Everything has changed and everything is much the same. I went to the grocery store and there is still no toilet paper. I was allowed to buy two loaves of bread and two dozen eggs. No cleaning supplies and no bananas to be found. Most people are now wearing masks, a mixture of surgical masks, homemade cloth masks and some N95 masks. The hospital remains a quiet place. Families are not allowed to visit. Staff seem quieter. Patients are still getting great care but a fog hangs over us.
For the first time in 35 years, providers are uniformly worried about getting ill from their patients. This type of angst harks back to the beginning of the AIDS epidemic. I used to sit across from my patients and hold their hands in the intensive care unit. This feels too close now. I need my six feet of distance even when I am wearing my goggles, protective mask, gown, gloves, and shoe covers. In many ways this has made it much harder to be a healthcare provider. Instead, I call families on the phone and give them detailed updates. We use video chat apps to let them see their loved ones. We do the best we can with what we have. Families are so gracious and appreciative.
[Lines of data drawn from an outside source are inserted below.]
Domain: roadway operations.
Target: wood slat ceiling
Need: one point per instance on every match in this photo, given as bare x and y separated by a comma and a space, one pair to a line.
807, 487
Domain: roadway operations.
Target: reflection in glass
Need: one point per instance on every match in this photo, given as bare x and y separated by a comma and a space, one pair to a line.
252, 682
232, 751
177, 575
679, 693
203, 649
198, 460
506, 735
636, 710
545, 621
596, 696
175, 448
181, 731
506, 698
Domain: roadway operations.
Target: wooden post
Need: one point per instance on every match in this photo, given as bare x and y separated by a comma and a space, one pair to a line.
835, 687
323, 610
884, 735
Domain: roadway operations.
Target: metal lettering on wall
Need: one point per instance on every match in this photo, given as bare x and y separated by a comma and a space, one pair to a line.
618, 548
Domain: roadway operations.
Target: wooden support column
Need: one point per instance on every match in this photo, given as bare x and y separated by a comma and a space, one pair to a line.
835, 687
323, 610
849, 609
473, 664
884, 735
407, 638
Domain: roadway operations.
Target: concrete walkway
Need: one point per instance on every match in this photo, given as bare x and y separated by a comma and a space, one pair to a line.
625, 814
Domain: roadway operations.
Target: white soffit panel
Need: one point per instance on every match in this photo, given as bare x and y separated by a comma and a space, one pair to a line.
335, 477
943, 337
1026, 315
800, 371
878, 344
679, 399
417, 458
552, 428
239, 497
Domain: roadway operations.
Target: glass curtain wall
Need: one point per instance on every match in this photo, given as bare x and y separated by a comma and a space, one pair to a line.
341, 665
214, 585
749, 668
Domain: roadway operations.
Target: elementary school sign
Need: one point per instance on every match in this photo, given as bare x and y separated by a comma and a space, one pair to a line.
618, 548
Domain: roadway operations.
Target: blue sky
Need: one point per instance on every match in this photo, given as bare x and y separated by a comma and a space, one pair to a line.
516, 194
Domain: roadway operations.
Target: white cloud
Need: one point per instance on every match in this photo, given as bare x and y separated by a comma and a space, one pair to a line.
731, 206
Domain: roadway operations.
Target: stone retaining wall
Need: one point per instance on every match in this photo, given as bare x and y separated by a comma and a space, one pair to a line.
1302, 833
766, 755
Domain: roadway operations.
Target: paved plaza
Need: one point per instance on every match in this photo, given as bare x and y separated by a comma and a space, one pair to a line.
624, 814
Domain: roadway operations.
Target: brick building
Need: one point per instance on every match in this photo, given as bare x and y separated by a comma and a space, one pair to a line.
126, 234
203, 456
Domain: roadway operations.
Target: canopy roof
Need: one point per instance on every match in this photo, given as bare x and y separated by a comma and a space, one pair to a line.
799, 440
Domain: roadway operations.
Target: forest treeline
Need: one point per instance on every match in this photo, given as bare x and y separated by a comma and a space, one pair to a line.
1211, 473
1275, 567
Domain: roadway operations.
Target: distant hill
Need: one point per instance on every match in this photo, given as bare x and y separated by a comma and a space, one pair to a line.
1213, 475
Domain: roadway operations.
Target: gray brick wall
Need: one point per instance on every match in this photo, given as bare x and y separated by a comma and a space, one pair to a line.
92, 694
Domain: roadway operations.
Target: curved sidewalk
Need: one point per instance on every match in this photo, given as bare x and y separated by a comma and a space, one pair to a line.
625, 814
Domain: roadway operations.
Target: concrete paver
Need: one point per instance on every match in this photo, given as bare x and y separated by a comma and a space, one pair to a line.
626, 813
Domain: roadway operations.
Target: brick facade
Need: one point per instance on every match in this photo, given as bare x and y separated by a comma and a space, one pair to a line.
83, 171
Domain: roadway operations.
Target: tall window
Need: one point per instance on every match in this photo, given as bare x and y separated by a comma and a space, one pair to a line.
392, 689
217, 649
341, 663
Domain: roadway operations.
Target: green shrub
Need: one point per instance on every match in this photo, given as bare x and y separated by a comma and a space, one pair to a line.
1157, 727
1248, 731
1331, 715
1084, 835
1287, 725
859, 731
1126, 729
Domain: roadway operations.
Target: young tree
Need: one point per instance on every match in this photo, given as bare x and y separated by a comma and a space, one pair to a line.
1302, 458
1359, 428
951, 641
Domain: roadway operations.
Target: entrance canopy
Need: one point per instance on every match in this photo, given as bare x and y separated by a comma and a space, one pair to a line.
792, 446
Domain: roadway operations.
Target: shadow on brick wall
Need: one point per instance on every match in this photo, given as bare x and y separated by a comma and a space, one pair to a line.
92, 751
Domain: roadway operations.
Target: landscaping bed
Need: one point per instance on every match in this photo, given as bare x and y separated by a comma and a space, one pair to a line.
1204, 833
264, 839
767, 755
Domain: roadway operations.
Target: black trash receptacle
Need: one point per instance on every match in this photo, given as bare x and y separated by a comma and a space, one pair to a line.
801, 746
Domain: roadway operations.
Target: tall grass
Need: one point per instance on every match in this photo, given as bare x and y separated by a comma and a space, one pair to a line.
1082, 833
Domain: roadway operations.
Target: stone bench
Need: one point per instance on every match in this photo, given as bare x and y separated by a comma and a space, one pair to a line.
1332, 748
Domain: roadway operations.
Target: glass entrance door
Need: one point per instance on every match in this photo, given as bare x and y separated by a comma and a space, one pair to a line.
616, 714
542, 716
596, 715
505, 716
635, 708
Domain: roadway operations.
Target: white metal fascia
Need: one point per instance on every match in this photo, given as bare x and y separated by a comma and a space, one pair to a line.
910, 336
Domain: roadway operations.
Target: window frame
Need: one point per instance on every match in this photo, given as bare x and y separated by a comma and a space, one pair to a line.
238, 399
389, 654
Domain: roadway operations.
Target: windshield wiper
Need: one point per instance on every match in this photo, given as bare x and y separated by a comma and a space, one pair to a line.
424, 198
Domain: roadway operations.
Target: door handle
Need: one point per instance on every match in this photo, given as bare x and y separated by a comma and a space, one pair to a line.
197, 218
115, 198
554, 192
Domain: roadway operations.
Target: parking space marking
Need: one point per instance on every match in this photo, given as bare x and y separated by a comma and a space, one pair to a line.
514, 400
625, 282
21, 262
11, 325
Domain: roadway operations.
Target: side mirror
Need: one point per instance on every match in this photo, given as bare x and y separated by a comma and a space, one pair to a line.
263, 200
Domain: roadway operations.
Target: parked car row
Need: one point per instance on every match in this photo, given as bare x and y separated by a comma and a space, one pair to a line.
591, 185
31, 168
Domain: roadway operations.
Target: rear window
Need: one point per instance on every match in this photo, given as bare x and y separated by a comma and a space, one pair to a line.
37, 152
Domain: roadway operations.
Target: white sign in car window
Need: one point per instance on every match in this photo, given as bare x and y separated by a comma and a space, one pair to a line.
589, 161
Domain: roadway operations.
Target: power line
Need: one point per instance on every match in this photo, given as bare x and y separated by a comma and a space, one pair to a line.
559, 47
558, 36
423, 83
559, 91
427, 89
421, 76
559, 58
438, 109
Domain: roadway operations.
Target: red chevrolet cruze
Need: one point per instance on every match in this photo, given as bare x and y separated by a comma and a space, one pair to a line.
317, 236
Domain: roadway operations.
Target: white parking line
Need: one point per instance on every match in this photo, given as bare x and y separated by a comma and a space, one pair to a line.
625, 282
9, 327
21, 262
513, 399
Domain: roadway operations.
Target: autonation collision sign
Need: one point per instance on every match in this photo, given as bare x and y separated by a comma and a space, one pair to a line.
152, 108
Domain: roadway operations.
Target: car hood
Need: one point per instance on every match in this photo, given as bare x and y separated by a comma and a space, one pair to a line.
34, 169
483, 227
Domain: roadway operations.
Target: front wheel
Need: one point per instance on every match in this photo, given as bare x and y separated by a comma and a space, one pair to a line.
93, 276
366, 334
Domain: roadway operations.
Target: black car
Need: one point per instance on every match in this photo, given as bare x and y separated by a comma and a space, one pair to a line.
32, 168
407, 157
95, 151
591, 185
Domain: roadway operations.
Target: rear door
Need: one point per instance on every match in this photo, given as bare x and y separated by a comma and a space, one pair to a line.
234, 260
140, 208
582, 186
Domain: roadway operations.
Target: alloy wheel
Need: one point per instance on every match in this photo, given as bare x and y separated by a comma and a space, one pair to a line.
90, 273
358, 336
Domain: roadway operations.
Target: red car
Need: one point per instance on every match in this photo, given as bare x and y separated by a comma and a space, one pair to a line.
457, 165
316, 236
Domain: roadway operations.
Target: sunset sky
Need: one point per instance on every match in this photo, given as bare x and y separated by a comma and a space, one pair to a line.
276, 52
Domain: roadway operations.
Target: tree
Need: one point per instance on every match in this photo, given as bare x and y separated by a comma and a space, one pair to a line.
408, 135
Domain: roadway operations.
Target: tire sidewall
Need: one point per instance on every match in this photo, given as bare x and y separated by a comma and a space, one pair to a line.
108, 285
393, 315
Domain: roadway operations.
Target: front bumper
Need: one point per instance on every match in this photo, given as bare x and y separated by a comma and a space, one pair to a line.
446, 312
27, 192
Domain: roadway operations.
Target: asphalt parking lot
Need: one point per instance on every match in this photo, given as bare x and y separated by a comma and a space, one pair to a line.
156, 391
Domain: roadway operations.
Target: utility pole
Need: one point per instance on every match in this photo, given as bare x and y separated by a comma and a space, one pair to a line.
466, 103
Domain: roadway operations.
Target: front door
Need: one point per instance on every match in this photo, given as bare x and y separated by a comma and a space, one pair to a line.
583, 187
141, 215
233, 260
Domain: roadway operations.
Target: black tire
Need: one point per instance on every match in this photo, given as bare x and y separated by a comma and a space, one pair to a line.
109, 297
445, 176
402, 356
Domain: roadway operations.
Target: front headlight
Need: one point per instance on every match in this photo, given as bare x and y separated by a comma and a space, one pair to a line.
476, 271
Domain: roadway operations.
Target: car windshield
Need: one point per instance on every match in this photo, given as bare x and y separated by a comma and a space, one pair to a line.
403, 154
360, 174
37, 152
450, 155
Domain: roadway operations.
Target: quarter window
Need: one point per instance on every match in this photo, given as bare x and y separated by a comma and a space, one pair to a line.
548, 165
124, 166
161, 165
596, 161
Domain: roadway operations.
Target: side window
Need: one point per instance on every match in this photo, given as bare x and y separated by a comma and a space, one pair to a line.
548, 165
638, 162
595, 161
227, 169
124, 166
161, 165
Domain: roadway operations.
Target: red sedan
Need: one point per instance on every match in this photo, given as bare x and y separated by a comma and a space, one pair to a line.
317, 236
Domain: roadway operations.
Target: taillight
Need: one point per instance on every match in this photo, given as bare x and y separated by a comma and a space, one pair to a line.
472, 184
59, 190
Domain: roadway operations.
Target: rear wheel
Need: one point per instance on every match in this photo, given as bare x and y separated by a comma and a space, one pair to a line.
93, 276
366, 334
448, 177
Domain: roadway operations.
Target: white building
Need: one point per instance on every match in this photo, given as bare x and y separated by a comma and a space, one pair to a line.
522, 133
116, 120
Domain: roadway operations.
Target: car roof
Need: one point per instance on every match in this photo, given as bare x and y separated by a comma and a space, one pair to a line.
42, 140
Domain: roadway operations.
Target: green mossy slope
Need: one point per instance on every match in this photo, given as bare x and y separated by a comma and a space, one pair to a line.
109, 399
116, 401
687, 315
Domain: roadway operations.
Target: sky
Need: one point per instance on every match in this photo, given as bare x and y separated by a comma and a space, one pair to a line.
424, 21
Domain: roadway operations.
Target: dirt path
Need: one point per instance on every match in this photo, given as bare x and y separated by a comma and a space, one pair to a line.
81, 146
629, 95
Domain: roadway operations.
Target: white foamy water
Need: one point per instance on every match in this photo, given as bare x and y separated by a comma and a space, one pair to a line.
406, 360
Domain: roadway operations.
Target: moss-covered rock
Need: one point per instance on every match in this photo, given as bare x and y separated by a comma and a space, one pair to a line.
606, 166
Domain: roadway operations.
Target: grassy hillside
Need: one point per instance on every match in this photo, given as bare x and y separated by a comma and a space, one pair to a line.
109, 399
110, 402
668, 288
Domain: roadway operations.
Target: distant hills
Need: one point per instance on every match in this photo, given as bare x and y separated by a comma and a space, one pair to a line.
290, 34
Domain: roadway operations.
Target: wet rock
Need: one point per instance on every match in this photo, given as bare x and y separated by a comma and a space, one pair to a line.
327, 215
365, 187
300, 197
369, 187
In the COVID intensive care unit every day families send food to show their appreciation. The windows are adorned with letters and cards from families expressing their gratitude.
Personal Protective Equipment
Around the country many hospitals are critically low on PPE. We read about facilities that are making their nurses use the same mask for a week. Where I work, we are not quite as desperate. The local community has come through and donated many thousands of masks, gowns, gloves and cases of cleaning supplies. Our innovation center has been using 3D printers to create N95 masks for the staff. Make no mistake; we are not flush with PPE. The PPE is kept under lock and key. Each week we have a new policy about how to conserve masks. These are unavoidable frustrations as hospitals try and make the most of their resources.
Each morning all hospital employees must have their temperature checked before they are allowed to work. Staff are asked to wear a droplet or comfort mask at all times while in the hospital. These changes are intended to prevent inadvertent transmission of COVID between staff and from staff to patients. Patients with COVID are required to wear masks when staff are in their rooms. This reduces the amount of infectious droplets that are in the air. When we have to do procedures on patients with COVID, we look like something from a Hollywood movie, covered from head to toe, large face shields and respirators keeping us safe.
As I move through my day, the most impressive thing is what I don’t hear. I have yet to hear a single nurse or respiratory therapist complain about caring for patients with COVID. I am fortunate to be surrounded by such capable people who make the best of the situation. They can still find ways to be kind to their patients and each other despite having to wear gobs of protective equipment. It is ironic that we have excluded families from the hospital and during this crisis the staff have risen to the challenge and patients’ families are unable to see the great the care their loved ones are receiving.